DISSECTING THE ROLE OF MIDBRAIN CIRCUITS IN COMPULSIVE-LIKE BEHAVIOR IN A SPONTANEOUS RODENT MODEL

Compulsive behaviors are a hallmark of several psychiatric disorders, yet their underlying neural mechanisms remain poorly understood. Current models emphasize cortical and striatal dysfunction, leaving midbrain sensorimotor circuits comparatively unexplored. In this project, we explore the role of the superior colliculus, a region that helps combine sensory information and guide rapid actions, in the emergence of persistent and repetitive behaviors.

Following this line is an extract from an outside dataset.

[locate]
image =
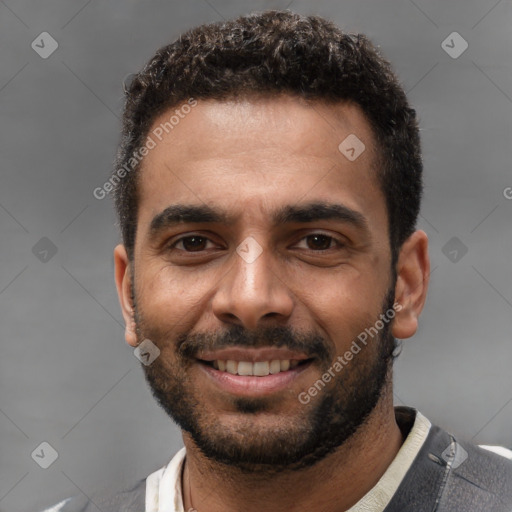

We use Peromyscus maniculatus, a rodent species that naturally exhibits a wide range of repetitive behaviors, to pinpoint circuit features that distinguish animals with high versus low compulsive-like tendencies. Freely moving assays in two different arenas have revealed consistent differences in jumping, summersaulting and pattern-running, allowing to reliably group animals into highly stereotyped and control. For instance, high stereotypy individuals showed 25.4 ± 14.1 jumps/min, while controls only showed 6.7 ± 5.7 jumps/min (mean ± SD).
In ongoing experiments, we use a Navon paradigm-inspired task to test for visual perception alterations in high stereotypy animals. Further, high-density electrophysiological recordings in the dorsal midbrain during spontaneous activity and structured visual challenges are used to uncover the circuit elements underlying these behavioral and perceptual alterations. These data will allow mapping of population dynamics tied to repetitive actions and identify changes in how sensory signals are processed.
Overall, this work aims to build an integrative framework for understanding how midbrain circuits shape compulsive behavior. Identifying how sensory processing and motor selection become rigid at the circuit level may ultimately refine current models of compulsivity and highlight new intervention points beyond traditional cortico-striatal pathways.